Poder e Governo
Justiça italiana anula autorização para extradição de Carla Zambelli
Defesa da ex-deputada avalia consequências da decisão antes de definir próximos passos
A Corte de Cassação da Itália, equivalente ao Supremo Tribunal Federal no país europeu, revogou a decisão que autorizava a extradição da ex-deputada Carla Zambelli. De acordo com a defesa, a Justiça italiana também determinou a libertação imediata da ex-parlamentar.
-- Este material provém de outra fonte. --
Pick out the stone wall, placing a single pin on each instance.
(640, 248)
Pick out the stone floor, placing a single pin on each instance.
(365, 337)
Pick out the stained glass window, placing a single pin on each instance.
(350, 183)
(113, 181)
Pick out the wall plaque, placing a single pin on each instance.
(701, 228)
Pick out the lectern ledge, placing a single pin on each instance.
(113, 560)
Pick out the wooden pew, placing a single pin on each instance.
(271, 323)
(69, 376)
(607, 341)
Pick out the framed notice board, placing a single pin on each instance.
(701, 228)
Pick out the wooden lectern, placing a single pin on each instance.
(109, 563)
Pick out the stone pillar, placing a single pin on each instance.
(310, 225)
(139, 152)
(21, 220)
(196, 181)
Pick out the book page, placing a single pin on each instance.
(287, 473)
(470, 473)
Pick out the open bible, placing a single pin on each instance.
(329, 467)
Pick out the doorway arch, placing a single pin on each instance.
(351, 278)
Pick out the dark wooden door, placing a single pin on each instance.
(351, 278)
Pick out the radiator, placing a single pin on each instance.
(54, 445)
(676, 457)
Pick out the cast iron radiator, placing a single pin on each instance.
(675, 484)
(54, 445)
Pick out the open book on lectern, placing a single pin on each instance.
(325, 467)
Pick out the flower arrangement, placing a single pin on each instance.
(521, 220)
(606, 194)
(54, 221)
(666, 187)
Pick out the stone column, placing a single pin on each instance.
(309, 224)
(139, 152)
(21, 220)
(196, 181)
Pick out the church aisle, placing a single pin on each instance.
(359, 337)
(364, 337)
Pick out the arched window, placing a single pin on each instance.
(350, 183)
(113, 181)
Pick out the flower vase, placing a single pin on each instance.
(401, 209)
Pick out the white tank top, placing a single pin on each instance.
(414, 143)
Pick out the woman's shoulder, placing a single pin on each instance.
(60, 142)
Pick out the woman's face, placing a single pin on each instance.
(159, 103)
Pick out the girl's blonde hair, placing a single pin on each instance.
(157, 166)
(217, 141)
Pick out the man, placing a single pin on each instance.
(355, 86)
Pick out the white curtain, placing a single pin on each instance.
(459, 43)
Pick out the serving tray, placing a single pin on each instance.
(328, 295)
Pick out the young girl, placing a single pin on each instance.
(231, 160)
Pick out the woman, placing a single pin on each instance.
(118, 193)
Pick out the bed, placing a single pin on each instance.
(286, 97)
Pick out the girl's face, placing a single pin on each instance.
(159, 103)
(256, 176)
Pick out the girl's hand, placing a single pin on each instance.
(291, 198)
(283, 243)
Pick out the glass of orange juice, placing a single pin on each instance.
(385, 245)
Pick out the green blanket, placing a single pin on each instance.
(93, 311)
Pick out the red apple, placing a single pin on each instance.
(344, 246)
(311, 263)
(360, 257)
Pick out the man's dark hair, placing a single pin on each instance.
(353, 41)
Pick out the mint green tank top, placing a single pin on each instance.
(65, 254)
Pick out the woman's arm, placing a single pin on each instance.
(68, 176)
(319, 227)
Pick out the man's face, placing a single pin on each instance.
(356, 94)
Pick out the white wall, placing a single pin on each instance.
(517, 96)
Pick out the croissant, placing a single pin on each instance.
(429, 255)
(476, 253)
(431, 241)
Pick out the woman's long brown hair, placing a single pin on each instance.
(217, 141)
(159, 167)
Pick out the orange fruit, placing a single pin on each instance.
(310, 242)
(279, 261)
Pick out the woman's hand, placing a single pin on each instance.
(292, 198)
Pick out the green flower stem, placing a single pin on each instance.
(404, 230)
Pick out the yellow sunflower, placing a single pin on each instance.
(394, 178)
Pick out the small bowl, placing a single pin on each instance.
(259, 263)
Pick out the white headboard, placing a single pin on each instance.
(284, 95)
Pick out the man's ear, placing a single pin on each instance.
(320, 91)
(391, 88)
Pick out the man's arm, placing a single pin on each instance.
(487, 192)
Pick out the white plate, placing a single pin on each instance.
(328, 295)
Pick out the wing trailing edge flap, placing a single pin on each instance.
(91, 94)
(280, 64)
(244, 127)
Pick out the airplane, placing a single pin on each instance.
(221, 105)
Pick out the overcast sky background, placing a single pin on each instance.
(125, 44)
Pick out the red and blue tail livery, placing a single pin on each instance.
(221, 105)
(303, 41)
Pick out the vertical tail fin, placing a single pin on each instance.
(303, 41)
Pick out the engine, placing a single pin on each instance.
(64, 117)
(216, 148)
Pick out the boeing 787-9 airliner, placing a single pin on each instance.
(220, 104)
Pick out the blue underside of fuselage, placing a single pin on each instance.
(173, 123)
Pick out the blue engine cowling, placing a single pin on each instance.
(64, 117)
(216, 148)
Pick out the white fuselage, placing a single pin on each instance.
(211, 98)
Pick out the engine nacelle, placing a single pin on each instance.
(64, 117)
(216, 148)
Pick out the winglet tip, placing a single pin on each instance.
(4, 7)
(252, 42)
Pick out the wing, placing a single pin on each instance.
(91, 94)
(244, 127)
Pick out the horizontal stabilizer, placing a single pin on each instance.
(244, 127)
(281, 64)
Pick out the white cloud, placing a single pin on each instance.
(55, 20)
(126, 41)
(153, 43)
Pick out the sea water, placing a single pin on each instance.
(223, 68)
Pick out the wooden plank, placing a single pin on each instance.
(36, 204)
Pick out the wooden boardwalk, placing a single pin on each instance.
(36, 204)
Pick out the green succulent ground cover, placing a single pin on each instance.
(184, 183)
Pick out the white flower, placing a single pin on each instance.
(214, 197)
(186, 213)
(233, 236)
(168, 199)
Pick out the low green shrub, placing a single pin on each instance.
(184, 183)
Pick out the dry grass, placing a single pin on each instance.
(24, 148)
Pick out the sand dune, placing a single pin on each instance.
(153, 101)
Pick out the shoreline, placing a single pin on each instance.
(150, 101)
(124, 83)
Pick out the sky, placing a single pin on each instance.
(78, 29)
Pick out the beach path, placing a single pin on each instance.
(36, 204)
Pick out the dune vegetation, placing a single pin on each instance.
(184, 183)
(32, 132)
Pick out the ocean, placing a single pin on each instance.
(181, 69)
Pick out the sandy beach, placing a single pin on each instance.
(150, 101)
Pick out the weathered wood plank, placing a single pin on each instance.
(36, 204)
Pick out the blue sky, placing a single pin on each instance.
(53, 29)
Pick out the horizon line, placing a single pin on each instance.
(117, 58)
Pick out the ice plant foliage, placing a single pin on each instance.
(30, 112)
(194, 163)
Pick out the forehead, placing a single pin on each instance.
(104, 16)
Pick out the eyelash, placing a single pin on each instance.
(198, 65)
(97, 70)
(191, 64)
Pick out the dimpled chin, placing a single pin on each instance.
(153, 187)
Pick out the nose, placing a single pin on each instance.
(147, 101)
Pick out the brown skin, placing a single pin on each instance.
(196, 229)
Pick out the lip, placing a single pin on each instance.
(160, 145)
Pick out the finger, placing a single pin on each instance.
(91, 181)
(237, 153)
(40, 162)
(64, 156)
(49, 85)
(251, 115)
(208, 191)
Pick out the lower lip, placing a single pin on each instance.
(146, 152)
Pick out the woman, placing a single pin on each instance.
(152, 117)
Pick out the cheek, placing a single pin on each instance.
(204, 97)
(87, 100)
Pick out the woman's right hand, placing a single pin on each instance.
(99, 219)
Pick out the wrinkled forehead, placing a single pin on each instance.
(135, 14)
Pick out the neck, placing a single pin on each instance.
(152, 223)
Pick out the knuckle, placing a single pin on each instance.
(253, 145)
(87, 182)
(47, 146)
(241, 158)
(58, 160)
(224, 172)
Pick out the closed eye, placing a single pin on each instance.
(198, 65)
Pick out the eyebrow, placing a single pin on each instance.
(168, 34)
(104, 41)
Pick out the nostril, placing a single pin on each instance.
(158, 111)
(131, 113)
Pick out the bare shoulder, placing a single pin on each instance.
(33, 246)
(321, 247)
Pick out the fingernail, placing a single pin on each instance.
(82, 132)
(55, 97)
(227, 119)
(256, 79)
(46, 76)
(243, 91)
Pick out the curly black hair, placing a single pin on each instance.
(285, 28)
O advogado Fábio Pagnozzi, representante de Zambelli no Brasil, confirmou que ela já foi liberada.
A equipe jurídica ainda analisa os efeitos práticos da decisão para definir se Zambelli permanecerá na Itália ou poderá se deslocar para outro país sem risco de ser detida pela Interpol, já que seu nome está incluído na lista de difusão vermelha da polícia internacional.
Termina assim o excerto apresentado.